Folding and cutting DNA into reconfigurable topological nanostructures

Dongran Han 1,2, Suchetan Pal 1,2, Yan Liu 1,2,*, Hao Yan 1,2,*
PMCID: PMC3071358  NIHMSID: NIHMS281554  PMID: 20890274

Abstract

Topology is the mathematical study of the spatial properties that are preserved through the deformation, twisting and stretching of objects. Topological architectures are common in nature and can be seen, for example, in DNA molecules that condense and relax during cellular events1. Synthetic topological nanostructures, such as catenanes and rotaxanes, have been engineered using supramolecular chemistry, but the fabrication of complex and reconfigurable structures remains challenging2. Here, we show that DNA origami3 can be used to assemble a Möbius strip, a topological ribbon-like structure that has only one side46. In addition, we show that the DNA Möbius strip can be reconfigured through strand displacement7 to create topological objects such as supercoiled ring and catenane structures. This DNA fold-and-cut strategy, analogous to Japanese kirigami8, may be used to create and reconfigure programmable topological structures that are unprecedented in molecular engineering.

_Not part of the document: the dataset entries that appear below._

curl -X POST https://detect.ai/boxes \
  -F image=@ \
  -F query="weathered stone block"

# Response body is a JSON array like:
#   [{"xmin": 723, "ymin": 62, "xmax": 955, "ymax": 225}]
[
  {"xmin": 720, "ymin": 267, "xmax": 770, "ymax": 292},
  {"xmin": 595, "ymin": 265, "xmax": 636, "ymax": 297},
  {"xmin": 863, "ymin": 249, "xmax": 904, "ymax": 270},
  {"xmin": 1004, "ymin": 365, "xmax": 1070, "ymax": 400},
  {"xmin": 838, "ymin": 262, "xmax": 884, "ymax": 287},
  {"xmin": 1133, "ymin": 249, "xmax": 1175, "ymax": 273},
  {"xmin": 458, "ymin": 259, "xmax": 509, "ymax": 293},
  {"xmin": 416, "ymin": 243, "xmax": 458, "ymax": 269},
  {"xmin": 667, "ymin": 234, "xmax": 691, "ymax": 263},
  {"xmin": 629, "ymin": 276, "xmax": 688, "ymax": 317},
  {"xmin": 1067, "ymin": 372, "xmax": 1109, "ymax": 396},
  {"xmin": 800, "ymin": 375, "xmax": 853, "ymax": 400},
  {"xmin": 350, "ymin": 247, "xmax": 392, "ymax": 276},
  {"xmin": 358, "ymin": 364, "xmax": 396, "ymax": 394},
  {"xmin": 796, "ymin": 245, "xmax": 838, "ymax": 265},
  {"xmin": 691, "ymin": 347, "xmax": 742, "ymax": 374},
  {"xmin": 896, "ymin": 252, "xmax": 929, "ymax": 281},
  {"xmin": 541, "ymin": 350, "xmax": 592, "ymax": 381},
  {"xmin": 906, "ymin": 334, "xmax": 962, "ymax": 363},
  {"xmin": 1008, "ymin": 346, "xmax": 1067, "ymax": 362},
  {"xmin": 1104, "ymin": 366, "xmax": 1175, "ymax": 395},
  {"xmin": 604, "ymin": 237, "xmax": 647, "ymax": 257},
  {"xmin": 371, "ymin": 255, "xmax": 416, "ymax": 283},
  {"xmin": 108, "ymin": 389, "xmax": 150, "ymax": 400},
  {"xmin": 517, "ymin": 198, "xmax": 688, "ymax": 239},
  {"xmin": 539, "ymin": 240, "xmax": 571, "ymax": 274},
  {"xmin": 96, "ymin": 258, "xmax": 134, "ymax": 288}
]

Structural DNA nanotechnology9, which makes use of DNA as an information-coding polymer capable of programming nano-structure assembly, has proven its utility in creating sophisticated nanoscale geometrical objects1016. The recent development of DNA origami3, a method that uses short DNA oligos as staples to fold single-stranded genomic DNA scaffolds into geometrically defined two- (ref. 3) and three-dimensional nanoarchitectures1721, has opened up great opportunities for directed assembly of chemical and biomolecular species with exquisite positional control2226.

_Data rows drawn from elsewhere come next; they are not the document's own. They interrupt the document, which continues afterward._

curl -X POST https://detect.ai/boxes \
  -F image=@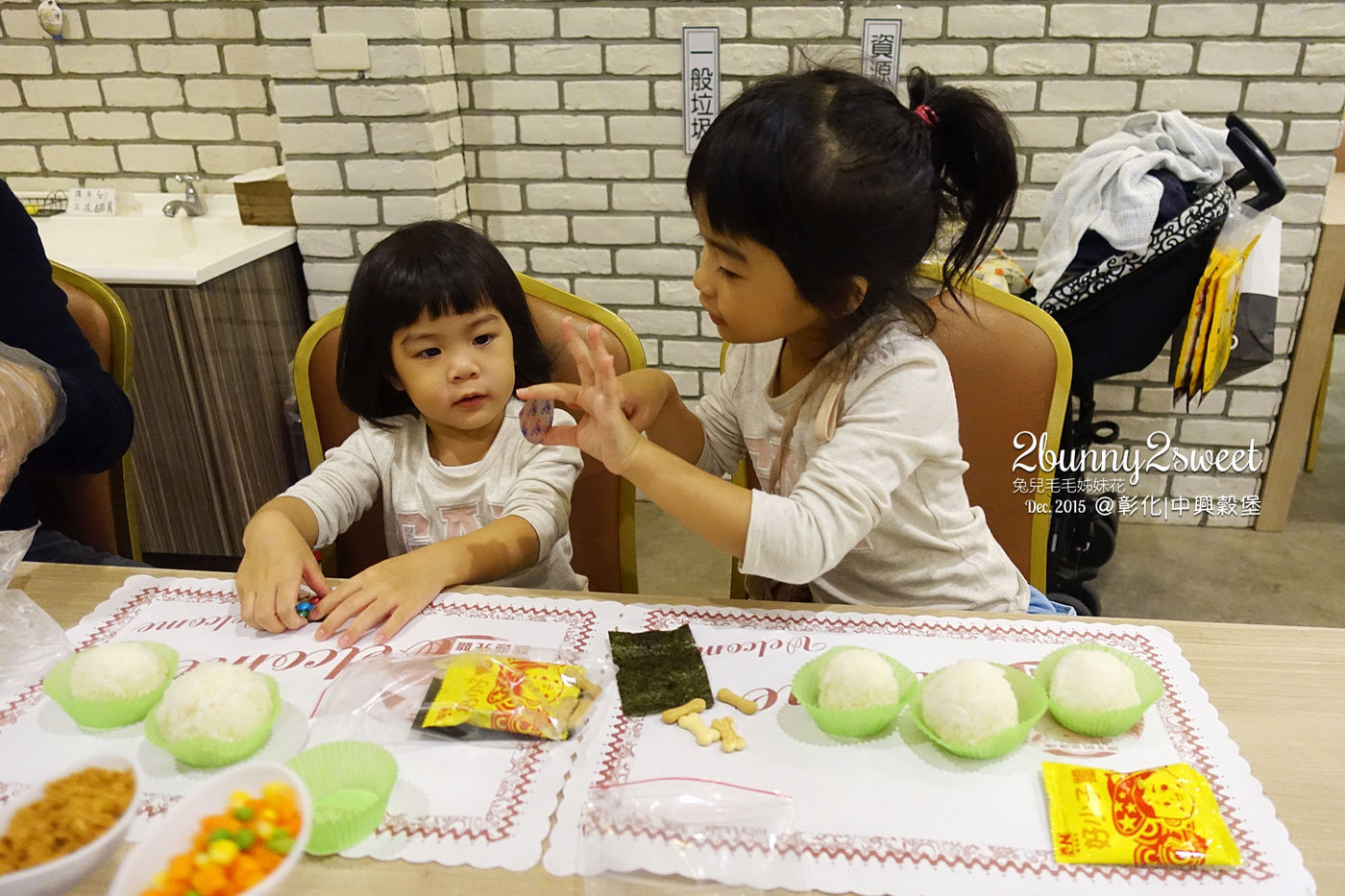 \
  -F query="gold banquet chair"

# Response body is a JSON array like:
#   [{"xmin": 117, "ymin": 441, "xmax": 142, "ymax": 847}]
[
  {"xmin": 33, "ymin": 261, "xmax": 141, "ymax": 560},
  {"xmin": 295, "ymin": 275, "xmax": 645, "ymax": 594},
  {"xmin": 920, "ymin": 264, "xmax": 1075, "ymax": 592},
  {"xmin": 721, "ymin": 262, "xmax": 1073, "ymax": 597}
]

Engineering topologically complex molecular architectures represents an appealing challenge for chemists and materials scientists, because structures such as catenanes, rotaxanes and knots often display unique material properties2. Topological structures have been successfully generated through organic and supramolecular synthesis27,28. Earlier works from Seeman and colleagues have exploited enzymatic ligation of simple, branched DNA junctions to create configurations such as various knots29 and a Borromean ring structure30, which were predicated on the relationships between topological crossing points and half-turns within B-DNA or Z-DNA. However, progress using DNA to achieve topological nanostructures has been quite limited in the past decade, and new strategies31 need be developed to meet the challenge of engineering complex synthetic DNA geometries at the nanoscale.

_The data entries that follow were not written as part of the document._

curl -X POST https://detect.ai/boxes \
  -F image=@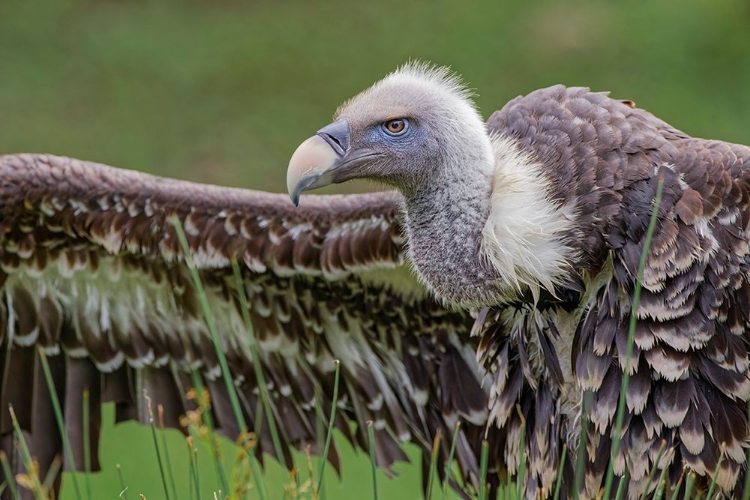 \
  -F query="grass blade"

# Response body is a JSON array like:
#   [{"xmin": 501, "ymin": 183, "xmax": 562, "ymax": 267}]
[
  {"xmin": 173, "ymin": 218, "xmax": 247, "ymax": 431},
  {"xmin": 156, "ymin": 405, "xmax": 177, "ymax": 498},
  {"xmin": 443, "ymin": 420, "xmax": 461, "ymax": 500},
  {"xmin": 553, "ymin": 444, "xmax": 568, "ymax": 500},
  {"xmin": 0, "ymin": 451, "xmax": 20, "ymax": 500},
  {"xmin": 185, "ymin": 436, "xmax": 201, "ymax": 500},
  {"xmin": 318, "ymin": 359, "xmax": 341, "ymax": 490},
  {"xmin": 425, "ymin": 429, "xmax": 441, "ymax": 500},
  {"xmin": 516, "ymin": 405, "xmax": 526, "ymax": 498},
  {"xmin": 615, "ymin": 465, "xmax": 630, "ymax": 500},
  {"xmin": 231, "ymin": 258, "xmax": 289, "ymax": 468},
  {"xmin": 38, "ymin": 349, "xmax": 82, "ymax": 500},
  {"xmin": 643, "ymin": 439, "xmax": 667, "ymax": 494},
  {"xmin": 573, "ymin": 390, "xmax": 592, "ymax": 498},
  {"xmin": 603, "ymin": 177, "xmax": 664, "ymax": 498},
  {"xmin": 670, "ymin": 468, "xmax": 687, "ymax": 500},
  {"xmin": 653, "ymin": 462, "xmax": 669, "ymax": 500},
  {"xmin": 706, "ymin": 443, "xmax": 725, "ymax": 499},
  {"xmin": 479, "ymin": 439, "xmax": 490, "ymax": 500},
  {"xmin": 143, "ymin": 389, "xmax": 171, "ymax": 500},
  {"xmin": 367, "ymin": 420, "xmax": 378, "ymax": 500},
  {"xmin": 682, "ymin": 472, "xmax": 695, "ymax": 498},
  {"xmin": 116, "ymin": 464, "xmax": 128, "ymax": 500},
  {"xmin": 83, "ymin": 387, "xmax": 91, "ymax": 500},
  {"xmin": 8, "ymin": 406, "xmax": 46, "ymax": 500}
]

Here, we demonstrate a DNA origami technique that can be used to create sub-100-nm topological architectures that are reconfigurable. We chose the Möbius strip as our demonstration target, not only because it is artistically inspiring, but also because it will likely display unique material properties4,5 that may be applied to create novel molecular devices6. The Möbius strip has several interesting characteristics. Topologically speaking, it is a surface with only one side and only one boundary. A model can be easily created by taking a paper strip and giving it a half-twist, and then joining the ends of the strip together to form a loop. Cutting along the centre line of the loop destroys a Möbius strip, yielding a twice longer loop with two full twists. Cutting creates a second independent edge, the two halves of which were on either side of the scissors. If the Möbius strip is cut along about a third of the way in from the edge, it creates two strips interlocked together. One is a thinner Möbius strip, which is the centre third of the original strip, comprising one-third of the width but the same length as the original strip. The other is a longer, thinner strip with two full twists, comprising one-third of the width and twice the length of the original strip. In this work, we experimentally demonstrate all of these interesting features of the Möbius strip using DNA fold-and-cut technology, showing the versatility of structural DNA nano-technology in creating highly programmable, topologically controlled architectures.

Figure 1 illustrates our design for engineering ~100-nm Möbius strips using single-stranded M13mp18 viral DNA as scaffolding strands and 164 short DNA oligos as staple strands. Each strip contains eleven DNA double helices assembled, in parallel, within a common plane when it is open. The overall length of the strip is ~210 nm (61.5 helical turns) in length and the width is ~25 – 30 nm (eleven helices plus gaps between the helices). The strip is twisted 180° along its central axis and connected back to itself, seamlessly. In Fig. 1a, each coloured band represents a different DNA double helix. Note that, although the strip contains eleven DNA helices, only six different colours are used. The central helix (red) circles around the length of the strip once and each of the other five helices spans the length of the strip twice while also twisting around the central helix by 180° degrees before reconnecting to itself. Figure 1b shows a small fraction of the Möbius strip with DNA helix details, in which the scaffold strand is blue and the staple strands are different colours. The entire Möbius strip consists of 20.5 units like this.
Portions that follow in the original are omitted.